Morris was involved in the occupation forces.
“(We were) overseeing the civilian population where we had been victorious,” he said. “During the occupation forces I guarded some of Hitler’s SS men. They weren’t so high and mighty (then). They were docile. … They did the enforcing of what he (Hitler) wanted done.
“I was involved in the the liberation of France, Paris, Belgium, Holland,” Morris added.
After the war
In 1945, Morris was discharged from the Army and sent home.
He went back to coal-mining for a year. In 1951, he moved from Belva, W.Va. to Ashtabula County. About a year later, he married his first wife, the late Sonia Haag.
“My present wife is Thelma.
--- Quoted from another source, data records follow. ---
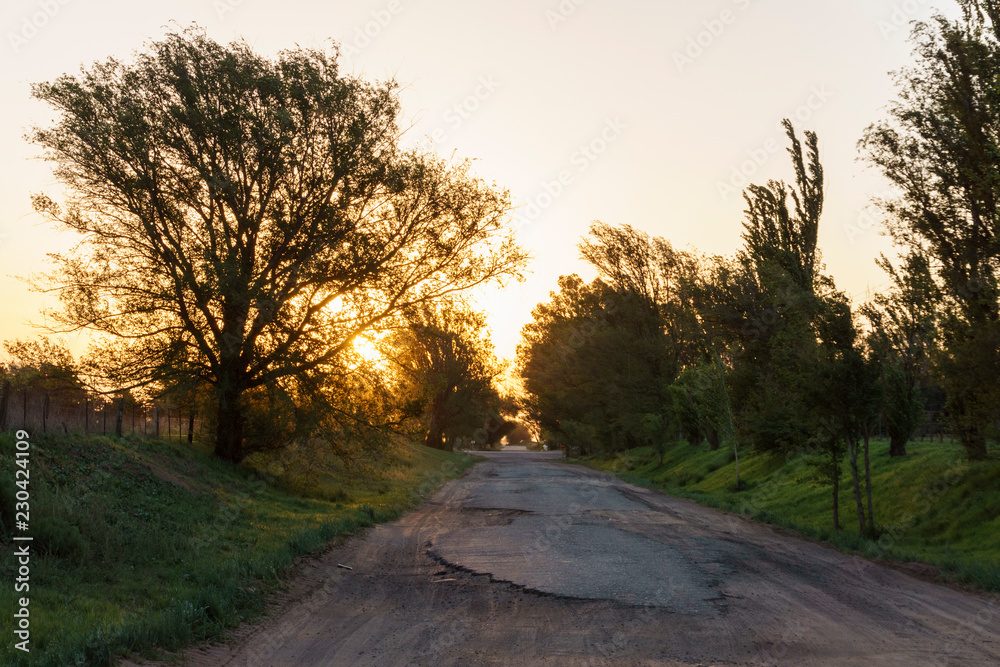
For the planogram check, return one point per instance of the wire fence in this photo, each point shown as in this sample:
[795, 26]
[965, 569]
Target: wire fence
[40, 410]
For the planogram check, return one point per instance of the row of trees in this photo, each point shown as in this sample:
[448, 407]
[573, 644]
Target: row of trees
[762, 349]
[245, 222]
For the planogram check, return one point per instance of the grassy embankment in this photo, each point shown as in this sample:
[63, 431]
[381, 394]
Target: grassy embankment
[932, 506]
[141, 544]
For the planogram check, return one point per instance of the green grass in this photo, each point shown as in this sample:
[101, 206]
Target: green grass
[124, 561]
[932, 506]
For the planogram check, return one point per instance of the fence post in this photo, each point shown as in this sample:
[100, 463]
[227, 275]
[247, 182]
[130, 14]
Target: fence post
[4, 402]
[121, 413]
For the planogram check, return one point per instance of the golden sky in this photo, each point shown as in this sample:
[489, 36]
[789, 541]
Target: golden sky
[649, 113]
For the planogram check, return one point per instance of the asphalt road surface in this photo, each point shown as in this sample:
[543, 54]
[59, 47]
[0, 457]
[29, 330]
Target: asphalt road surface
[529, 561]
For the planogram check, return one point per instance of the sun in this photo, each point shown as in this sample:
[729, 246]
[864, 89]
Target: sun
[366, 347]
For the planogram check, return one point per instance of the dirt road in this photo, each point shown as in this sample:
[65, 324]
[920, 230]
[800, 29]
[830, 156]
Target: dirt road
[528, 561]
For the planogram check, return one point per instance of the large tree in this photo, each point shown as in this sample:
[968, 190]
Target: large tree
[940, 148]
[243, 219]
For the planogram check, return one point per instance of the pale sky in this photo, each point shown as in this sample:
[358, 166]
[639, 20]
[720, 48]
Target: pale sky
[636, 112]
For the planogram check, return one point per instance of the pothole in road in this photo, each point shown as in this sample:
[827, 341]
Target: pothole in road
[499, 516]
[584, 561]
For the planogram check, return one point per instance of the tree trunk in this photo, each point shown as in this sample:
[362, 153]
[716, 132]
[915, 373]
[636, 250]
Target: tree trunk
[868, 485]
[852, 450]
[229, 430]
[835, 479]
[121, 415]
[713, 439]
[435, 429]
[836, 497]
[897, 445]
[4, 402]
We have been married for 46 years,” said Morris, who has lived in Norwalk since the end of July to be closer to his family.
For 33 years, Morris worked for Union Carbide Corp.
“I was in the traffic department that unloaded railroad cars,” he said.
After being a courier for 22 years, he retired from Union Carbide at age 60.
“Then I was doing part-time work until I was 83,” Morris said. “From the day I was born, my dad told me to work hard and not depend on someone else and give my best to my employer.”
His daughters knew their father was in the military, but he hadn’t talked much about his experiences.
“I didn’t know enough to ask about it,” Wess said. “The main thing I knew was (the story) about crawling through the field that was on fire. It’s nice to hear these stories.”
Her father said he doesn’t have any nightmares about World War II and the shrapnel in his arm doesn’t bother him.
“I try not to think too much about the past. I just think about the friends I’ve lost,” he said.